Emma’s Story: Part 3

Emma’s ESOAL story:

I was truly excited for ESOAL. I thought that it would be a great experience, and that pushing myself to my limits would be really good for me.

So in the auditorium, we sat in our companies and platoons. General Hasz walks up and says, “So this year we are doing things a little different. This year, my friend here, he’s a retired NAVY SEAL, is going to be helping us facilitate. He has also helped us come up with some of the evolutions we will be doing throughout the course of ESOAL.” I’m thinking, “Oh, shoot. Forget finishing…I’m going to die here!” So this navy seal vet gets up and he’s talking to us for about an hour and a half about the attitude and the heart of a seal…it was just intense. The whole time I was getting more and more scared.

After he was done, General Hasz had us all get over to the Student Activity Center. So we ran over there and stood at “attention” until they came over to give us further orders. They came over and said that they were going to give us some rest time, and they turned out all of the lights, and all of the facilitators left. So it was just us interns hanging out and waiting. We didn’t know if we were supposed to sleep or just sit there. After about 20 minutes of sitting in the dark, we realized that they meant that we were supposed to go to bed. But we’re on hard floors, and it’s cold! They had the air conditioning WAY up…It was basically impossible to sleep because it was so cold. So I didn’t sleep at all. I was just laying there, scared out of my mind. I didn’t know what to think. We’re just waiting…and waiting…and waiting. I felt so alone and small. As much as I wanted to, I was NOT going to cry, I kept telling myself that. I really just needed to sleep and I couldn’t.

I don’t know how long we were there. It felt like forever, but it was probably only 4hours, max. Then our second lieutenants, who had been watching all night for the facilitators to come back, started yelling, “Everybody UP! They’re coming, they’re coming!” So we all jumped up and stood at attention. Then we heard one long whistle, so we dropped down on our faces. Two whistles, so we got in the low-crawl position, and the whistles kept coming, so we started crawling over one another to get towards the whistles. I was carrying my water bottle in my teeth because we were told to carry our things with us everywhere. We were crawling towards this wall, when a garage door started opening in the wall, and all the facilitators were standing at the door, shooting at us with blank shots or something, and lights were flashing and sirens were going. In the moment, this was terrifying. I honestly was afraid for my life. Any calming thoughts from before that they couldn’t kill us were gone. I had forgotten them and all I was thinking was, “What can I do to survive?” So we got to the doorway, and they had us run down to the football field, where we began the hardest corporate exercise I have ever experienced at the Honor Academy.
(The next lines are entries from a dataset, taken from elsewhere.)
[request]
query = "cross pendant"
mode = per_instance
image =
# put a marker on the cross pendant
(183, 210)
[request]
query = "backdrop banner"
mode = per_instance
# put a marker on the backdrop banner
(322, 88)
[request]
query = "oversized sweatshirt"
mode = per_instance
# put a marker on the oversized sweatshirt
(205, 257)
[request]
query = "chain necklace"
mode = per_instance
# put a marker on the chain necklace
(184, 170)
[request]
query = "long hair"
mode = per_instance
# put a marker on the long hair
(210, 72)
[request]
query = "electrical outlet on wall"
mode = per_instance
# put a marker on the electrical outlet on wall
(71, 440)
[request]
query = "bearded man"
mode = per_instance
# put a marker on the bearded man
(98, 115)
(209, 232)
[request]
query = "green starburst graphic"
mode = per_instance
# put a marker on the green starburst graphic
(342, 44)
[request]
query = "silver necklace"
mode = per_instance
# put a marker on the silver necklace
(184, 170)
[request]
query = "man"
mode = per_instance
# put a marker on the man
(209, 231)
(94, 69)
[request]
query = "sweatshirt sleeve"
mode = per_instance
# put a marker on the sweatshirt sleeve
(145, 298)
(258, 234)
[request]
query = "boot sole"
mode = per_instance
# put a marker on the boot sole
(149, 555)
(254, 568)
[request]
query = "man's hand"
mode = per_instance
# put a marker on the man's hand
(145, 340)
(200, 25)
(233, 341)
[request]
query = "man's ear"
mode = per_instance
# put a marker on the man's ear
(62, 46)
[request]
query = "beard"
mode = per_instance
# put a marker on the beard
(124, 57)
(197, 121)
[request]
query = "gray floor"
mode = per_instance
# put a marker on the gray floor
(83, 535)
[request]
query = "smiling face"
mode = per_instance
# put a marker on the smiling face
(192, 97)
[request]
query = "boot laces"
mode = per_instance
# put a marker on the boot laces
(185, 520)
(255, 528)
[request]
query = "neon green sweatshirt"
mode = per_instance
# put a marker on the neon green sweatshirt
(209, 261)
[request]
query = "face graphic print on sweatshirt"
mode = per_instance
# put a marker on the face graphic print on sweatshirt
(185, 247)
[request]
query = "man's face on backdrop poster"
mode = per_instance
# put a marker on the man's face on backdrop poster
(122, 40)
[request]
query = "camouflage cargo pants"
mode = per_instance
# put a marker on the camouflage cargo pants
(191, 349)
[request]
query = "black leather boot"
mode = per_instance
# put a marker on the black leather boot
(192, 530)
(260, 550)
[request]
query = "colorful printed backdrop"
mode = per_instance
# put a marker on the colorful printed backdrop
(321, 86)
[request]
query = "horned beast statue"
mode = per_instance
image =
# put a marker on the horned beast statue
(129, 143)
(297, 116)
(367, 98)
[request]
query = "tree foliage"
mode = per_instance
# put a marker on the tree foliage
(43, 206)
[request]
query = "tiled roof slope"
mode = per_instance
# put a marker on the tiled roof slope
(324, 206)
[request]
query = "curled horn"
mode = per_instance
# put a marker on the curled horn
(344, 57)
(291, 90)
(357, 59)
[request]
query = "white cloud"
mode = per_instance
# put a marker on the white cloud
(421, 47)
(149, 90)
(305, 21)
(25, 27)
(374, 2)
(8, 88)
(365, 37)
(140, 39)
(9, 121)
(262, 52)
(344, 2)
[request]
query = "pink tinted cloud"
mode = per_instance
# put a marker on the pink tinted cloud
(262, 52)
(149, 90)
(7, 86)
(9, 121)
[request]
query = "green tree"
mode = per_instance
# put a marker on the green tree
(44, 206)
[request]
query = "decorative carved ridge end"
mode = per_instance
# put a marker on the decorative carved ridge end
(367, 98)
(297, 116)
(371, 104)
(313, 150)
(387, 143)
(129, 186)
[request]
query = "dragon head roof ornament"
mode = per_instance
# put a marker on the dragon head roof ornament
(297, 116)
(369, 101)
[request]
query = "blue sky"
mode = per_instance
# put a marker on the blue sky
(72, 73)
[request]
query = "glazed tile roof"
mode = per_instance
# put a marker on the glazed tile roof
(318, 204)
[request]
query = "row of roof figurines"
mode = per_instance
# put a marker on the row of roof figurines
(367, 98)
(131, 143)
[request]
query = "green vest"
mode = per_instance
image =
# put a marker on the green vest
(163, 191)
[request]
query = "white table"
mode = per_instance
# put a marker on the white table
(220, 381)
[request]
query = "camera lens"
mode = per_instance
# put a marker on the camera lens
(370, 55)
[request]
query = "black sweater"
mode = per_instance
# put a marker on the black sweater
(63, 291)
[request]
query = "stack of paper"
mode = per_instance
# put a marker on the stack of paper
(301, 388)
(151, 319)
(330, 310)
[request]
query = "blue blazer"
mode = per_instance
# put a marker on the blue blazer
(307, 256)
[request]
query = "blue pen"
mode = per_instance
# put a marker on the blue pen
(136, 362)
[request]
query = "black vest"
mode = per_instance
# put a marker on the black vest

After the most awful corporate ever, we all marched over to the soccer field, in front of the pavilion. Our sergeant majors went over and brought back three “units” of food for each person in our platoon. It was baby food. Nasty baby food. I got two cans of this apple sauce stuff, but it was not just apple sauce – it definitely had something else in it, because it made me gag. The last one I had was this bacon stuff. HORRIBLE. Ugh! It was so gross. You had to eat with your dirty fingers, too, because we weren’t given utensils, and it was too solid to drink it. Not very sanitary, since our hands and arms were covered in dirt.

Throughout this whole time, people are ringing out right and left, and every time someone rings out, you can hear the bell ring across campus. We were not allowed to call anyone by name. If you do, on accident, you do army low-crawls. You are not known as an individual, but a big group of people who are all punished together. You are told you are worthless and very insignificant, and you are told that no one cares if you just quit and go home. It seriously kills your morale. You feel so defeated. That might be why so many people rang out so early. By 11 a.m. on the first morning, about 160 of the starting 400 had already rung out.

After our ‘delicious’ breakfast on Thursday morning, my company marched further back on campus to this stretch of open road, known as the “maniac mile.” We stopped next to this school bus, and out major told us that we would be competing among our five platoons to see who could pull it the furthest. Mine barely got it 4 inches. Other platoons got it 6-10 feet. I was told later that they had rigged some of the buses with heavy weights, so they couldn’t be moved, but they called us failures anyway. The feeling after trying something like that and falling so far short is so depressing. Not only that, but they’re yelling at us, “Second place is first loser! You’re all losers!” It just kills your will to keep going. So we did squats and pushups and other stuff as punishment for ‘losing.’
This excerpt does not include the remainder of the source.